ANDREW MCLEAN [00:25:53] So it’s good for training for the human.
JOSH READ [00:25:56] Yes, so that again, I said before what what is the point of education if you can’t test that education? So this is how we would test the education, is we would design a crafted spearphishing email or a phshing email. I would then deploy it to your organization and then I would monitor who clicked the email, who submitted data, what data they did submit and whether they reported it. And those are the four key insights. And you can almost view them as four different layers of success or failure, whichever way you look at it. So if they open the email and report it, that’s the best result you could get. If they open the email didn’t click the link, then yeah, they could report it, but it’s not the best. If they click the link. Yeah, they link if there’s any auto execute malware within that link it would have infected them as a potential threat. And then the worst one is yeah they click the link and they submitted company data which is not what you want and is what you should, they’re the people you should be targeting with education. And it’s that sort of quantifiable look at phishing which allows people to better target their education and provide overall a better and more tailored education package.
ANDREW MCLEAN [00:27:14] And final final question, I’m an organization, I’m a boss boss. My employees are the biggest threat. Is that fair to say? And if so, what advice would you give to the actual organization for the actual human beings?
JOSH READ [00:27:34] The best advice I can give is educate, educate, educate. There is nothing more powerful than education. The if you buy instill in education within the organization, you’re providing a cybersecurity culture within your organization. And it needs to come from the top down. It needs to come from upper management and they need to say, right, I’ve had enough for this, we need to do this. And by doing that, it filters through all the all the streams, all of the working teams, and they are informed from the top down that they need to focus on cybersecurity. It should be something which is instilled within every single organization. Cybersecurity is, if not probably the most important areas of a business in modern day. And it is only going to get more and more important as more and more technology becomes available and it’s been used. It’s becoming ever more important that we find ways to protect and find ways to monitor and those those are ever more imperative that we know we monitor.

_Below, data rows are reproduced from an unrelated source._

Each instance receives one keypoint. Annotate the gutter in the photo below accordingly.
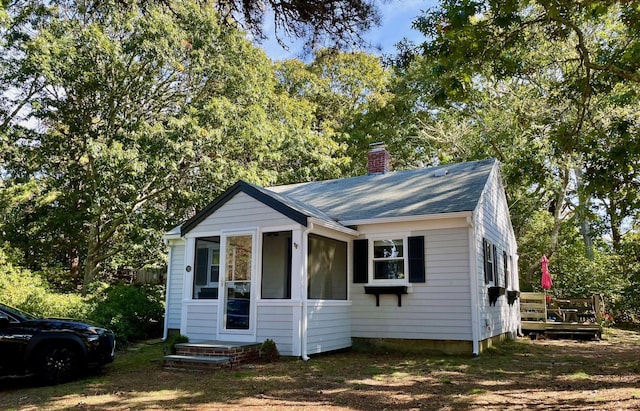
(166, 303)
(473, 272)
(303, 293)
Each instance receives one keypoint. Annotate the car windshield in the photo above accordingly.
(16, 312)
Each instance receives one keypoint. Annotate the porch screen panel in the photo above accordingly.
(327, 268)
(206, 268)
(360, 261)
(276, 265)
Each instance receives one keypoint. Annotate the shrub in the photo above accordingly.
(133, 312)
(269, 351)
(28, 291)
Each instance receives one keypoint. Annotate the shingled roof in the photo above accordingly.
(341, 202)
(433, 190)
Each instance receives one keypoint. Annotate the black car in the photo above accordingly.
(55, 350)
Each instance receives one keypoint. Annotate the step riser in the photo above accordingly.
(237, 355)
(177, 365)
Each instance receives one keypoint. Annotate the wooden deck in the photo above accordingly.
(571, 316)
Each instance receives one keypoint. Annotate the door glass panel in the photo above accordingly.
(238, 282)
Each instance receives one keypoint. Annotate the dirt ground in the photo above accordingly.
(543, 374)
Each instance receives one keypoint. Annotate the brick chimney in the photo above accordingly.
(378, 159)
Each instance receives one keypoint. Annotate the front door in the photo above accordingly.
(238, 304)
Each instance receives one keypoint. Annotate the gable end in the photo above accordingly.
(251, 191)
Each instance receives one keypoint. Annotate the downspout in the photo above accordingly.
(168, 291)
(303, 291)
(473, 272)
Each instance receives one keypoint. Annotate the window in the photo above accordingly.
(327, 268)
(505, 262)
(206, 276)
(488, 261)
(276, 265)
(388, 259)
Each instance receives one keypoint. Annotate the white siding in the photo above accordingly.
(439, 309)
(493, 223)
(241, 212)
(328, 326)
(277, 323)
(201, 321)
(175, 284)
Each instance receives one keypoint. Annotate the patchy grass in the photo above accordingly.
(524, 374)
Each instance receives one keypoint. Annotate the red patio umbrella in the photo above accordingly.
(545, 281)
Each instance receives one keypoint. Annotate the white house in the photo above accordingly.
(420, 258)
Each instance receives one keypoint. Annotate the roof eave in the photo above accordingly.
(402, 219)
(336, 227)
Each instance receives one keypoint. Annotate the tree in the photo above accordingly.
(337, 22)
(125, 120)
(547, 87)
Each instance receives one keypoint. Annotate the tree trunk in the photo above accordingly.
(583, 205)
(92, 260)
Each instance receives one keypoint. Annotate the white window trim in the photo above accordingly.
(405, 249)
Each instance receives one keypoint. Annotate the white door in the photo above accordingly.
(238, 302)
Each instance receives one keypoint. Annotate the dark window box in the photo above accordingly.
(494, 293)
(386, 289)
(512, 296)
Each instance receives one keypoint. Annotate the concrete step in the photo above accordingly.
(191, 362)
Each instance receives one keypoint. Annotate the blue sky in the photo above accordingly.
(396, 17)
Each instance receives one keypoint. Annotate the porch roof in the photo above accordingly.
(334, 203)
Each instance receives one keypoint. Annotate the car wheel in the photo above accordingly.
(57, 363)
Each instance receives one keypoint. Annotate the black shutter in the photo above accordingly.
(360, 261)
(486, 250)
(416, 259)
(496, 276)
(505, 263)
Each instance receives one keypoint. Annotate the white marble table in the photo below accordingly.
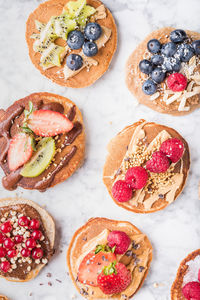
(107, 107)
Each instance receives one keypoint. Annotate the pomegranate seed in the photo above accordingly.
(2, 238)
(34, 224)
(2, 252)
(37, 253)
(30, 243)
(18, 239)
(6, 227)
(5, 266)
(25, 252)
(23, 221)
(8, 243)
(36, 235)
(12, 253)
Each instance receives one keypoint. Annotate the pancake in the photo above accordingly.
(151, 135)
(135, 78)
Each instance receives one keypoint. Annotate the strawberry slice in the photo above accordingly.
(20, 151)
(49, 123)
(92, 265)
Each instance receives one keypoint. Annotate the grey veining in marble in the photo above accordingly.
(107, 107)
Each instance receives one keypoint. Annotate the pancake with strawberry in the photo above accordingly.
(187, 282)
(108, 259)
(42, 141)
(71, 42)
(163, 72)
(27, 234)
(146, 167)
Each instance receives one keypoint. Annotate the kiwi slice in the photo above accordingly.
(63, 25)
(51, 56)
(41, 159)
(85, 13)
(75, 7)
(39, 25)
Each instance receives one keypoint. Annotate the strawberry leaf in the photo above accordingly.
(109, 270)
(104, 248)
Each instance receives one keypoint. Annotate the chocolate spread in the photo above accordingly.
(21, 271)
(9, 126)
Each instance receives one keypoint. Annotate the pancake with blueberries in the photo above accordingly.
(71, 42)
(42, 141)
(163, 72)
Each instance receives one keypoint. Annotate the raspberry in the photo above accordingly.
(191, 290)
(177, 82)
(159, 163)
(120, 240)
(173, 148)
(121, 191)
(136, 177)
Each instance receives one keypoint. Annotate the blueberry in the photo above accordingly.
(171, 64)
(157, 59)
(145, 66)
(178, 35)
(149, 87)
(93, 31)
(168, 49)
(74, 62)
(90, 48)
(196, 46)
(158, 75)
(185, 52)
(75, 39)
(153, 46)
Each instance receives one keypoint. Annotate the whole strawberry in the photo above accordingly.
(159, 163)
(191, 291)
(114, 279)
(173, 148)
(121, 191)
(136, 177)
(120, 240)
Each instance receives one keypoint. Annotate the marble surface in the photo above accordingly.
(107, 107)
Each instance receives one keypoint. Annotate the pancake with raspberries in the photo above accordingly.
(42, 141)
(108, 259)
(187, 282)
(27, 234)
(71, 42)
(146, 167)
(163, 72)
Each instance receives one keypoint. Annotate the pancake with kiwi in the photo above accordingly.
(54, 157)
(137, 256)
(14, 211)
(56, 18)
(133, 147)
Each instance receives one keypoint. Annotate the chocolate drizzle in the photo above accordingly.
(5, 129)
(12, 179)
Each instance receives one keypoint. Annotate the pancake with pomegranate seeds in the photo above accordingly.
(134, 146)
(93, 67)
(26, 268)
(164, 99)
(137, 258)
(181, 277)
(67, 149)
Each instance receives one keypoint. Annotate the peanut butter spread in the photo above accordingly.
(161, 188)
(137, 257)
(165, 184)
(21, 266)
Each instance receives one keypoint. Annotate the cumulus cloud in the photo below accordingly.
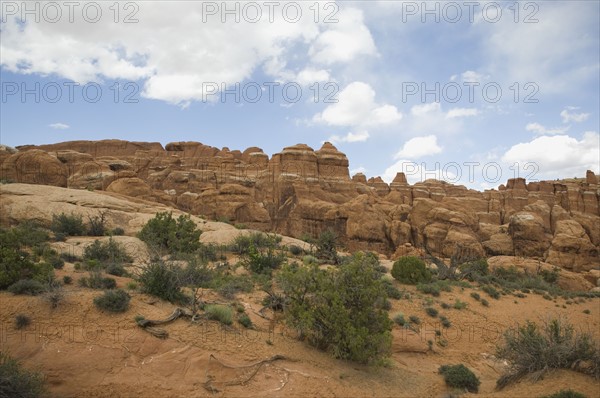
(559, 155)
(418, 147)
(461, 112)
(539, 129)
(419, 172)
(573, 117)
(356, 106)
(175, 49)
(350, 137)
(59, 126)
(347, 39)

So it’s really it’s you know, it’s key in education is that catalyst, it’s getting people talking, it’s engaging them. And by putting simulating through a safe environment, you’re also allowing people to be exposed to phishing threats and be able to conduct their own analysis because everyone’s analysis is different.
ANDREW MCLEAN [00:28:58] So in summary, focus on the technology and focus on the human beings that are in your organization.
JOSH READ [00:29:05] So human centred.
ANDREW MCLEAN [00:29:07] So Josh, sticking briefly with the topic of cybersecurity other than phishing, which we’ve covered. How how does Citadel help organizations educate people around cybersecurity?
JOSH READ [00:29:21] Yes, so as Celerity offer a Citadel package which involves education, both workshops on premise and also online, I know I personally take part in it in order for our employees to be classed as Celerity employees, it was part of the initial initial onboarding fares we had to finish to finish and complete this online course. And it did from the outset instill a cyber culture in your mind, and it allowed you to understand the importance of cybersecurity within the organization, which is really the key answer that needs to be done. I personally think that all organizations should be doing online or at least online education courses as part of the onboarding process. So they know as soon as they enter their organization that it’s game on and they know what to do when phishing emails appear in their inbox.
ANDREW MCLEAN [00:30:17] Perfect. Well, Josh Reed security analyst for Celerity, thank you very much for joining us.
JOSH READ [00:30:22] Thank you.
ANDREW MCLEAN [00:30:23] So you’ve been watching security panel. We have set sail into the now charted waters of phishing. And remember, think before you click. I’ve been Andrew McLean. Thanks for watching.